40 killed in Sanaa, civil war looms

A Yemeni girl sits in the back of a vehicle loaded with her family’s belongings as they evacuate their house due to clashes between tribesmen and security forces in Sanaa on Thursday. AP

Residents were fleeing Sanaa by the hundreds, hurriedly fastening possessions to the roofs of cars, hoping to escape the violence that has killed more than 80 people since Monday.

The fighting, pitting the security forces of President Ali Abdullah Saleh against members of the country’s most powerful Hashed tribe led by Sadiq al-Ahmar, was the bloodiest Yemen has seen since protests began in January.

The battles threatened to spread into other parts of the capital Sanaa.

The defence ministry said 28 people were killed in an explosion in an arms storage area of Sanaa at dawn Thursday.

Fighters in civilian clothes roamed some districts on Thursday and machinegun fire rang out sporadically.

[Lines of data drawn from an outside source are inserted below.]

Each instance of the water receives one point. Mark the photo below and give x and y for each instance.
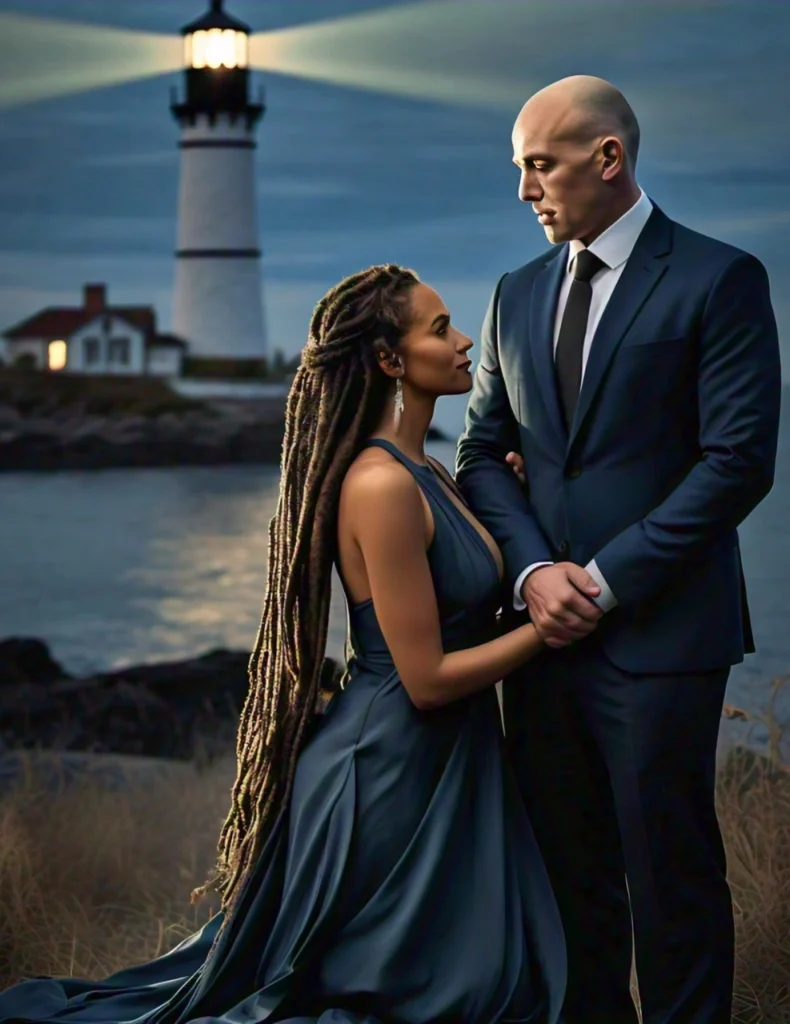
(122, 566)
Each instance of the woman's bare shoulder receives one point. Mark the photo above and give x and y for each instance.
(376, 479)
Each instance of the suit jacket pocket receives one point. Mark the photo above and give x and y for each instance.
(637, 348)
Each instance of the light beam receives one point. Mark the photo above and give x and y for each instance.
(46, 57)
(445, 50)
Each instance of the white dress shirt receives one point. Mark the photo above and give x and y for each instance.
(613, 247)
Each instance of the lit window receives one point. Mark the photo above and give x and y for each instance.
(119, 350)
(90, 350)
(57, 353)
(216, 48)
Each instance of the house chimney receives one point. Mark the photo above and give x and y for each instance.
(95, 298)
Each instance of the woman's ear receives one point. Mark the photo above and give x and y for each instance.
(390, 364)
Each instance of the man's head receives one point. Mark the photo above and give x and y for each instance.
(576, 143)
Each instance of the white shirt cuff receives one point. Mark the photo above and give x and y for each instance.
(518, 603)
(606, 599)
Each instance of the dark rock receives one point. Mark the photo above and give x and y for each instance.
(25, 659)
(181, 710)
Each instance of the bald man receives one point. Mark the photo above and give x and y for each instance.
(634, 366)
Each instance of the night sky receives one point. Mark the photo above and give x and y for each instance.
(349, 176)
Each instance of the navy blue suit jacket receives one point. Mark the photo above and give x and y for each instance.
(672, 445)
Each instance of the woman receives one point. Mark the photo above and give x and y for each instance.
(380, 865)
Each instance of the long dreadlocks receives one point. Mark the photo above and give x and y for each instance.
(334, 403)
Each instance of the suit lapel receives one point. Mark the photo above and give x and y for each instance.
(645, 268)
(545, 292)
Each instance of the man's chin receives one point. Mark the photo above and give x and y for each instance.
(554, 233)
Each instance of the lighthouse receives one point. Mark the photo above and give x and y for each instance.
(218, 302)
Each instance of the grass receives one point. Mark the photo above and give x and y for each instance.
(93, 881)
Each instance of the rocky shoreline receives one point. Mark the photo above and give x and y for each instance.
(219, 434)
(182, 710)
(74, 439)
(60, 422)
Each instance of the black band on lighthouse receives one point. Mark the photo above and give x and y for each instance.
(217, 253)
(217, 143)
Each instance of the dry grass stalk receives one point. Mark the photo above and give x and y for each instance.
(117, 889)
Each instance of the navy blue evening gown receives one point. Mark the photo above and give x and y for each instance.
(403, 884)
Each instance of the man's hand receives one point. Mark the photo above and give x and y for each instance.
(516, 461)
(559, 601)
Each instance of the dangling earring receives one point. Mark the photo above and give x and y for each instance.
(399, 402)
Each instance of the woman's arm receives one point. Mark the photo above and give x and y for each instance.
(387, 520)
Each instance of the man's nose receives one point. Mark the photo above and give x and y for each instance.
(529, 189)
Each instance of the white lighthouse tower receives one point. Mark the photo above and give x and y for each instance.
(218, 305)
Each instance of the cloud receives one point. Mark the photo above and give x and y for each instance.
(153, 158)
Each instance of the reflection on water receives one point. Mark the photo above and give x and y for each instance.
(131, 565)
(138, 565)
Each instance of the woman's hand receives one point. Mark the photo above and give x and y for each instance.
(516, 461)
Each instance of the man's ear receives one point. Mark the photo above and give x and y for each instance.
(613, 156)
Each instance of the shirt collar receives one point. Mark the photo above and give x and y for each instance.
(616, 244)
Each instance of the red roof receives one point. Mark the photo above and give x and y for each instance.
(61, 322)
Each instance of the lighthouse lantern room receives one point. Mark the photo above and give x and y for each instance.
(217, 305)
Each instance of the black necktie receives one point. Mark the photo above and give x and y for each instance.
(570, 346)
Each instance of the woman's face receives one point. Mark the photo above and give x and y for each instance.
(433, 352)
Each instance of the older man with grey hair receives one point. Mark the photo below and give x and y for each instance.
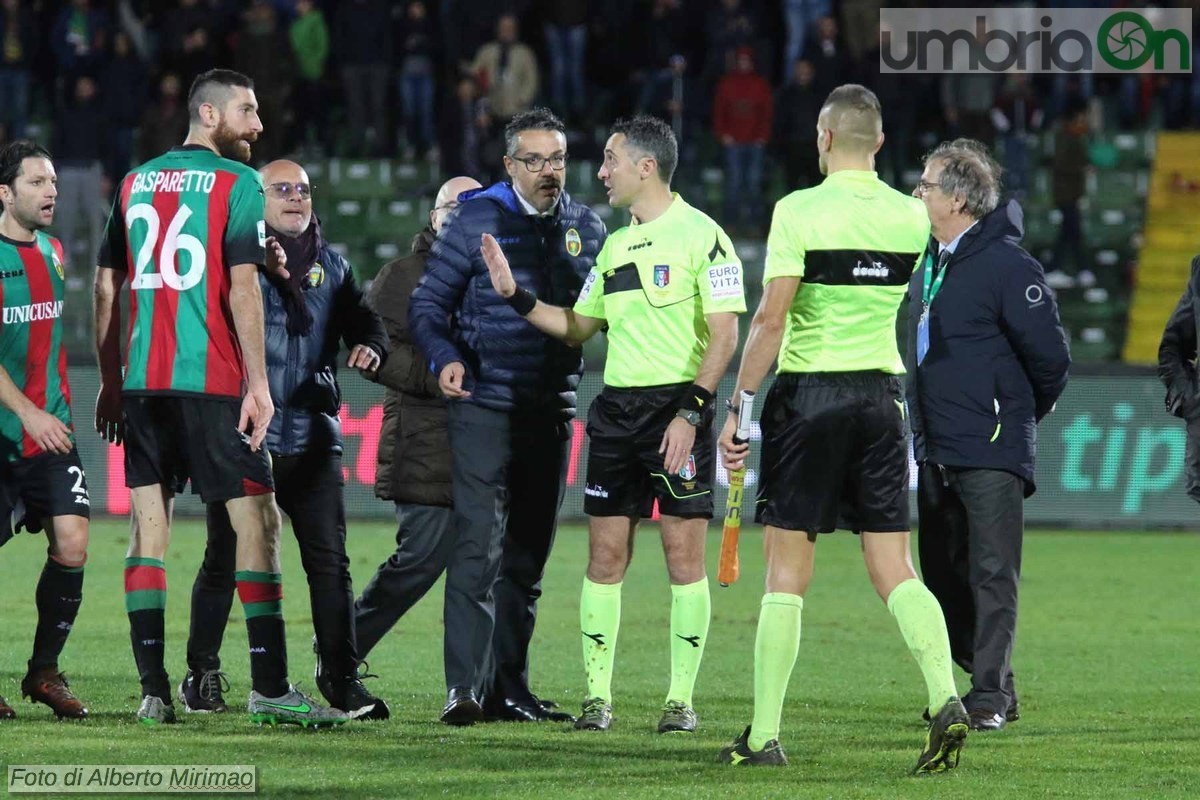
(413, 468)
(987, 360)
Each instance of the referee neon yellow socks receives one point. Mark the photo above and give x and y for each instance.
(774, 655)
(923, 627)
(690, 614)
(599, 623)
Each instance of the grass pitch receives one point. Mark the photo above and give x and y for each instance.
(1105, 667)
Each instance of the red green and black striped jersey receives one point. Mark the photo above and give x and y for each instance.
(31, 284)
(179, 223)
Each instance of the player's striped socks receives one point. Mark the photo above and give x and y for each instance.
(145, 601)
(690, 614)
(599, 621)
(774, 655)
(211, 601)
(262, 600)
(923, 627)
(59, 593)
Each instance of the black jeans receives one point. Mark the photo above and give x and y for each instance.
(425, 545)
(509, 476)
(972, 524)
(309, 489)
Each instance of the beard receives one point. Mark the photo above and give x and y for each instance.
(233, 145)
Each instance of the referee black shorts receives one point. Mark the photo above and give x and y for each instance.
(834, 453)
(171, 439)
(625, 473)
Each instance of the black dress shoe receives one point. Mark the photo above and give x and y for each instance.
(462, 707)
(1012, 715)
(527, 711)
(985, 720)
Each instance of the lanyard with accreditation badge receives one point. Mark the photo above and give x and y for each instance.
(930, 287)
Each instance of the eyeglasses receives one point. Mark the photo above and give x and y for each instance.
(535, 163)
(285, 190)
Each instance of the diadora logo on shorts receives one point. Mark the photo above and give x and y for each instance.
(689, 469)
(870, 270)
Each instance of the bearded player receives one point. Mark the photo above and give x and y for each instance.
(187, 232)
(42, 485)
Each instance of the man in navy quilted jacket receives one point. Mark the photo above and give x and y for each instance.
(511, 392)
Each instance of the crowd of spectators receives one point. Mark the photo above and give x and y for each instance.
(438, 78)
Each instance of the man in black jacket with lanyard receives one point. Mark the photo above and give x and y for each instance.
(513, 391)
(306, 313)
(1177, 371)
(988, 359)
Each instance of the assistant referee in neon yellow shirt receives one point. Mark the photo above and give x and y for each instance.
(670, 288)
(834, 453)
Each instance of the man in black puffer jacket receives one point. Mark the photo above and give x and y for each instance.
(1177, 371)
(988, 360)
(513, 398)
(306, 314)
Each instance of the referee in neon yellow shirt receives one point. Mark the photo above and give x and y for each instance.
(834, 451)
(670, 289)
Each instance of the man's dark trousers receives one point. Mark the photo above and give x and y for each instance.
(425, 545)
(309, 489)
(970, 548)
(509, 477)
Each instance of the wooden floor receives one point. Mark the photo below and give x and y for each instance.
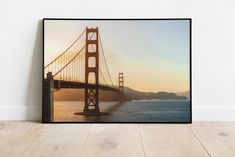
(200, 139)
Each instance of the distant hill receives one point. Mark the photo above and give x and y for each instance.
(132, 94)
(187, 94)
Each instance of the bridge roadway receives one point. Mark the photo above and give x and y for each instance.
(81, 85)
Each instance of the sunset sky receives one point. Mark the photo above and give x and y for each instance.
(152, 54)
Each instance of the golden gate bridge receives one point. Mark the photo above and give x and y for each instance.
(80, 67)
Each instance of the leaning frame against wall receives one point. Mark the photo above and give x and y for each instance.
(117, 70)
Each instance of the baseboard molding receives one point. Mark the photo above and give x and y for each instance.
(199, 113)
(213, 113)
(20, 112)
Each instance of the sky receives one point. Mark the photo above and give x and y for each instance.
(152, 54)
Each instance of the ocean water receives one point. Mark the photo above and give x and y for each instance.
(130, 111)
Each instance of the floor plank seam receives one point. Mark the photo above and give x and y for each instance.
(198, 139)
(142, 142)
(85, 140)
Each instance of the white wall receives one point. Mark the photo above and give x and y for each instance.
(213, 49)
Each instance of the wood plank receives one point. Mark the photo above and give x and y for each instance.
(16, 137)
(170, 140)
(113, 140)
(217, 137)
(47, 140)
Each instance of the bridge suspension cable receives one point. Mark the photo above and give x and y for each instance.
(66, 49)
(102, 50)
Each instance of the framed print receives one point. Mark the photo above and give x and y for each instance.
(117, 70)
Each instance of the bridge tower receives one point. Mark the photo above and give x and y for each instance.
(120, 82)
(92, 71)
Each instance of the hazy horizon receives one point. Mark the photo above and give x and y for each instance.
(152, 54)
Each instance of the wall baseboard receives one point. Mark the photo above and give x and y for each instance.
(20, 112)
(200, 113)
(213, 113)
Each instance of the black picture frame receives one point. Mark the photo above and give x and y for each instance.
(46, 111)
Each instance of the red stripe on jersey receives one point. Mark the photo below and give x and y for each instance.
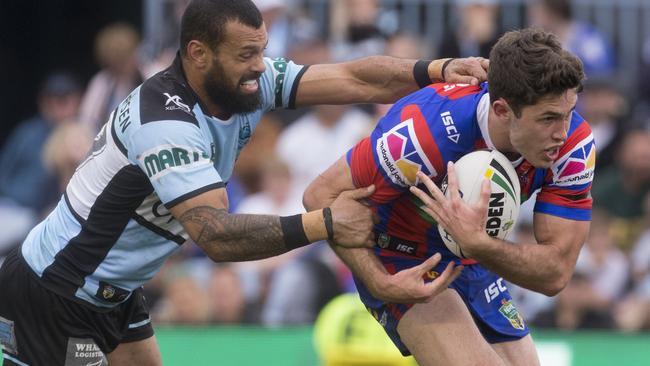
(405, 222)
(365, 172)
(423, 133)
(455, 91)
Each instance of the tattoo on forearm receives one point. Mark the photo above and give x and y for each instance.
(229, 237)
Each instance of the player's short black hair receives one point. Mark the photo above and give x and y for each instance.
(530, 64)
(205, 20)
(561, 8)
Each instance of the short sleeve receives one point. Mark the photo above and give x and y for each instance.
(567, 192)
(176, 160)
(279, 83)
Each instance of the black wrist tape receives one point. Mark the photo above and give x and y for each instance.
(293, 231)
(444, 66)
(421, 73)
(329, 223)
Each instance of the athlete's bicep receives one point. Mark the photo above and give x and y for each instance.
(565, 235)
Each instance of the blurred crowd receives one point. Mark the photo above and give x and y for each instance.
(611, 285)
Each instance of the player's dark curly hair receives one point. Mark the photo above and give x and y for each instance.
(205, 20)
(529, 64)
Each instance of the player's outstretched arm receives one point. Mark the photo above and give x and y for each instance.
(233, 237)
(382, 79)
(406, 286)
(545, 266)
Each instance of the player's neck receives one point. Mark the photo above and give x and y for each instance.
(196, 83)
(498, 130)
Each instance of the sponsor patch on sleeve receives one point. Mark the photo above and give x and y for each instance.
(576, 167)
(401, 155)
(8, 336)
(164, 159)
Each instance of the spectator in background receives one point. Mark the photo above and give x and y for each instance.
(228, 303)
(338, 127)
(355, 29)
(24, 180)
(598, 281)
(579, 38)
(287, 28)
(400, 45)
(476, 32)
(65, 149)
(633, 312)
(620, 189)
(116, 50)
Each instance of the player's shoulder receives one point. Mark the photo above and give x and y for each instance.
(578, 135)
(166, 96)
(577, 158)
(456, 91)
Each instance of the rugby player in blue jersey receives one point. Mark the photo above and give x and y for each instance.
(155, 178)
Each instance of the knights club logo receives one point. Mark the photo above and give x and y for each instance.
(402, 156)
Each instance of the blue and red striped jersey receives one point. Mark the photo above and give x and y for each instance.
(441, 123)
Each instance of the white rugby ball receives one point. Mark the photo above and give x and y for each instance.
(503, 206)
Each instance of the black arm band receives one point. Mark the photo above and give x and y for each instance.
(421, 73)
(293, 231)
(444, 66)
(329, 223)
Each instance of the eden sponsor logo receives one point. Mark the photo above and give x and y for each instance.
(402, 156)
(162, 159)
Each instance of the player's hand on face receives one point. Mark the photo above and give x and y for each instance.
(471, 70)
(465, 222)
(353, 219)
(409, 286)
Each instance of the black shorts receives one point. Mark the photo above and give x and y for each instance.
(40, 327)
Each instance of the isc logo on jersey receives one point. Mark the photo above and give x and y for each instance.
(576, 167)
(402, 156)
(163, 159)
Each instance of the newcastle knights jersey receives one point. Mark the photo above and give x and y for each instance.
(112, 230)
(441, 123)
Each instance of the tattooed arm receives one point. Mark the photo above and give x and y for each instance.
(234, 237)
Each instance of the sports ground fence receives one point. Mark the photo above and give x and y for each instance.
(245, 346)
(624, 23)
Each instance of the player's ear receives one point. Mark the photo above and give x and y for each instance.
(501, 108)
(198, 53)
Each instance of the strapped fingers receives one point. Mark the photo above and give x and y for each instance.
(433, 189)
(429, 204)
(484, 198)
(427, 265)
(452, 181)
(423, 196)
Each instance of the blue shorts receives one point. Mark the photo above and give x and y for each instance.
(484, 293)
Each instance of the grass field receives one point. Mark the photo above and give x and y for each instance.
(293, 347)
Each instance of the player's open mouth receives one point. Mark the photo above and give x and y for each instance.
(249, 86)
(552, 153)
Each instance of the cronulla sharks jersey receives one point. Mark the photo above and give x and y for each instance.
(441, 123)
(112, 229)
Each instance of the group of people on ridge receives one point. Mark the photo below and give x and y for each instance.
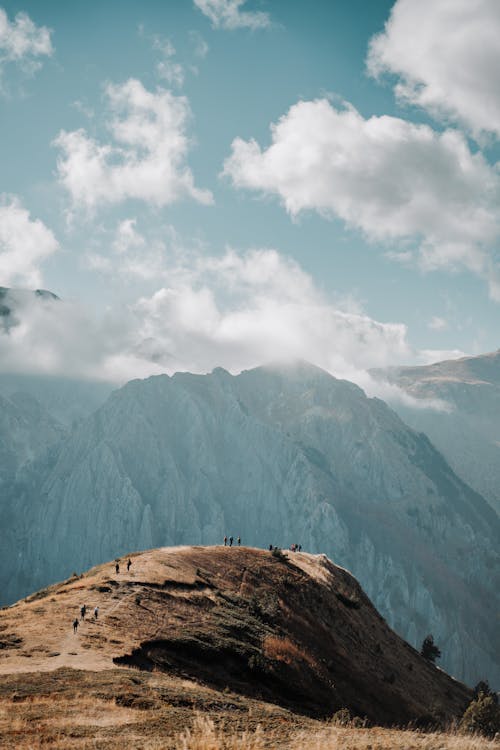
(229, 542)
(83, 608)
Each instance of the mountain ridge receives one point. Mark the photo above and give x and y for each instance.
(300, 457)
(292, 629)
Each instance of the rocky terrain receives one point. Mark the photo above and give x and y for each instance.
(227, 627)
(278, 455)
(467, 432)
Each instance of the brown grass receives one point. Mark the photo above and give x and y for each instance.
(285, 650)
(85, 722)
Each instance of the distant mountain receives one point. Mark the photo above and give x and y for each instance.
(468, 434)
(277, 455)
(12, 299)
(293, 630)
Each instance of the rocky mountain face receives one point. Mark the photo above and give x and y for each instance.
(279, 456)
(468, 433)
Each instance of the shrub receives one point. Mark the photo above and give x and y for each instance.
(279, 555)
(342, 717)
(482, 716)
(429, 649)
(483, 686)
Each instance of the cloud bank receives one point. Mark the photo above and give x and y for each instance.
(24, 244)
(145, 160)
(235, 310)
(446, 56)
(396, 181)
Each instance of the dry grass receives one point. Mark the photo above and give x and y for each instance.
(89, 722)
(283, 649)
(204, 735)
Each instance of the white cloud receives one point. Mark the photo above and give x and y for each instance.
(199, 44)
(447, 57)
(146, 159)
(22, 42)
(235, 311)
(127, 236)
(228, 14)
(438, 324)
(24, 244)
(171, 72)
(399, 182)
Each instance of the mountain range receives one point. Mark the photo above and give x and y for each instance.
(277, 455)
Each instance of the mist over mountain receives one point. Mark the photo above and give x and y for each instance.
(278, 455)
(468, 434)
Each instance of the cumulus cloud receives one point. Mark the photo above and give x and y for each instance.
(446, 56)
(24, 244)
(23, 42)
(420, 190)
(145, 160)
(437, 324)
(228, 14)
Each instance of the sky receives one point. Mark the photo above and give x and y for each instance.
(214, 183)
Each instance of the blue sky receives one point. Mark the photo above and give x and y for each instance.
(141, 182)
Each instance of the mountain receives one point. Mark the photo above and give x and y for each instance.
(13, 300)
(290, 629)
(277, 455)
(468, 434)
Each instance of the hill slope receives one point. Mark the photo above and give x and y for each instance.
(468, 434)
(297, 631)
(278, 455)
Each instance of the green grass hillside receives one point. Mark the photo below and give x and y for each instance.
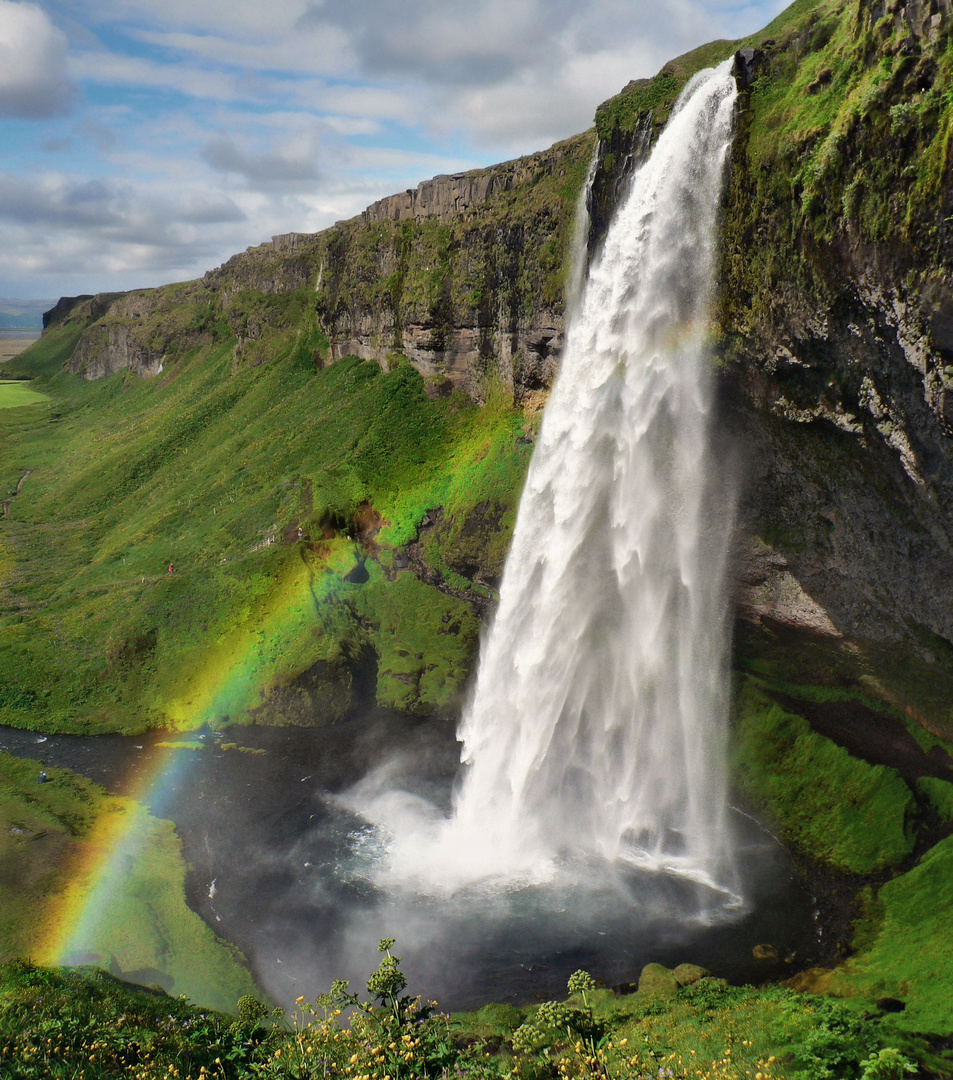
(283, 497)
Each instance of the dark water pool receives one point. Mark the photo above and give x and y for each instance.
(277, 867)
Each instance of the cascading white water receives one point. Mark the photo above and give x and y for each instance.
(596, 723)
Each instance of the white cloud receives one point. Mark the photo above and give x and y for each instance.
(32, 62)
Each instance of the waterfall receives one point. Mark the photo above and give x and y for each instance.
(596, 725)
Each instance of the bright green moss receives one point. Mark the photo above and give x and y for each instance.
(827, 804)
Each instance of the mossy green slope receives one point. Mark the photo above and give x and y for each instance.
(264, 488)
(829, 806)
(63, 887)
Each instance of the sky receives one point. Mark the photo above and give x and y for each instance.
(144, 142)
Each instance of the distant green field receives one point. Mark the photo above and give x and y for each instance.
(13, 394)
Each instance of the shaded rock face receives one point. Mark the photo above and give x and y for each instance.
(837, 385)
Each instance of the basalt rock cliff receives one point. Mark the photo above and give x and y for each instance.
(833, 336)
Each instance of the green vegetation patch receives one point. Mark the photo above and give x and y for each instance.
(904, 943)
(56, 1022)
(92, 875)
(657, 95)
(39, 825)
(827, 804)
(17, 394)
(280, 494)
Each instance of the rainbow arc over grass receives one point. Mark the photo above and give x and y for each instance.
(225, 680)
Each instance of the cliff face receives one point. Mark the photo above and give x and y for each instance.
(464, 275)
(834, 312)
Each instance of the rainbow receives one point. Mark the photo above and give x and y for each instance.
(81, 923)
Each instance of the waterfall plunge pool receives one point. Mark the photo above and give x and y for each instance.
(280, 867)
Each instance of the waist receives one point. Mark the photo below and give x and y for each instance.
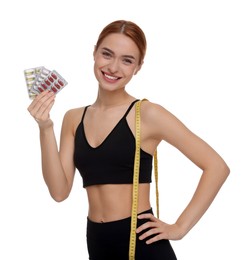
(113, 202)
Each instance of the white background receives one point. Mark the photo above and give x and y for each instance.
(197, 66)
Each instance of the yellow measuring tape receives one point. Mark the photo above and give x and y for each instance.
(132, 242)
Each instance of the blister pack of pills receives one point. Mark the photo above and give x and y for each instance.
(39, 79)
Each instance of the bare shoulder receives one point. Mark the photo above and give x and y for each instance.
(160, 122)
(72, 118)
(155, 112)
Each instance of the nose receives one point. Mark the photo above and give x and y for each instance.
(113, 66)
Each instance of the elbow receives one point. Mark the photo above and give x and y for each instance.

Sporadic explosions could be heard in the capital near the protest site where thousands of people demanding Saleh to leave after nearly 33 years in power are still camped.
Black smoke from mortar fire mixed with a haze of pollution and dust that hangs over Sanaa like a shroud.

Defusing the crisis

The United States and Saudi Arabia, both targets of foiled attacks by a wing of al-Qaeda based in Yemen, have tried to defuse the crisis and stem any spread of anarchy that could give the global militant network more room to operate.

There are worries that Yemen, already teetering on the brink of financial ruin, could become a failed state that would undermine regional security and pose a serious risk to its neighbour Saudi Arabia, the world’s biggest oil exporter.